PAOLA «Non sto bene e non sono tranquillo». Adolfo Foggetti, collaboratore di giustizia cosentino, ha preso la parola oggi in aula, nel corso del processo celebrato dinanzi al tribunale di Paola e scaturito dall’inchiesta nome in codice “Affari di Famiglia“. Rappresentato dall’avvocato Michele Gigliotti, Foggetti ha declinato tutta una serie di problematiche legate al servizio centrale di protezione, si è detto in difficoltà nel vivere nel luogo dove è stato collocato ed ha più volte ribadito di non sentirsi al sicuro. «Questa situazione – ha sostenuto Foggetti – mi crea molti problemi, ho difficoltà a vivere normalmente». Foggetti è stato un pezzo grosso della criminalità organizzata cosentina, ha iniziato a collaborare con la giustizia nel dicembre del 2014, per paura di essere ucciso dal boss Maurizio Rango.
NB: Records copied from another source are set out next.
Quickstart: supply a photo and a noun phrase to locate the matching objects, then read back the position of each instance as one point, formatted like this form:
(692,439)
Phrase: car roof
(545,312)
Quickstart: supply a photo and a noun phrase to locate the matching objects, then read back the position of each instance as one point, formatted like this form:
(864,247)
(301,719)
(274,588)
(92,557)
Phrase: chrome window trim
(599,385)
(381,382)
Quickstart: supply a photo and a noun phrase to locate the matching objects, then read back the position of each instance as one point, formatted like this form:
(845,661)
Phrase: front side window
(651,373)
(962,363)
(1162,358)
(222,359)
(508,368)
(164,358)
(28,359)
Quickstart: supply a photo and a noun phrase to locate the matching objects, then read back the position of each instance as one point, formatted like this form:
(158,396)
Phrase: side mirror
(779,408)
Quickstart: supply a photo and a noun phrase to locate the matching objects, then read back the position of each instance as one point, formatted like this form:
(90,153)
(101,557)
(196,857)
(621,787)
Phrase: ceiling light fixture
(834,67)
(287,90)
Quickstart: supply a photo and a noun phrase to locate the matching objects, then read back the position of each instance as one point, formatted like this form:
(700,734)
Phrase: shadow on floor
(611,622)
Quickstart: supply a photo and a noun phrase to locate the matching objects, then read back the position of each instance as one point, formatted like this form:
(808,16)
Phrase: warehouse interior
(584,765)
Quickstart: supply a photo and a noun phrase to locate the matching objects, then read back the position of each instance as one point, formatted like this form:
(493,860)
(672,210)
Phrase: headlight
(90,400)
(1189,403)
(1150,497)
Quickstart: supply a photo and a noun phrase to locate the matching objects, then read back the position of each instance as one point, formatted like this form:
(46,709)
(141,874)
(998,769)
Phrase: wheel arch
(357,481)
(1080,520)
In passato è stato reggente del clan di Paola, nel curriculum non mancano condanne per varie estorsioni commesse tra Paola e Cosenza, l’omicidio e l’occultamento di cadavere di Luca Bruni e la contestazione dell’associazione mafiosa. Il collaboratore è stato chiamato a testimoniare nell’odierna udienza insieme ad un altro collaboratore di giustizia cosentino, Giuseppe Montemurro.
In accordo con le parti, sono stati acquisiti entrambi i verbali resi dai due ex uomini legati alla mala bruzia. Nella prossima udienza saranno escusse le parti offese.
A Paola e San Lucido i carabinieri del Comando provinciale di Cosenza, con il coordinamento della Dda di Catanzaro, hanno dato esecuzione nel maggio del 2023 ad un’ordinanza applicativa di misure cautelari emesse dal gip di Catanzaro, nei confronti di 37 indagati, in ordine al delitto associazione di tipo mafioso, estorsione e tentata estorsione aggravata, trasferimento fraudolento di valori, detenzione e porto illegale di arma comune da sparo, associazione finalizzata al traffico di sostanze stupefacenti, detenzione ai fini di spaccio di sostanze stupefacenti in concorso, anche aggravati dalle modalità e finalità mafiose e altri reati, a vario titolo loro rispettivamente contestati. L’accusa è convinta di aver assestato un duro colpo ai clan Tundis e Calabria: tra le accuse quella di imporre il pizzo alle imprese impegnate nei lavori pubblici e privati e ai commercianti operanti nell’area tra Paola e San Lucido. (f.b.)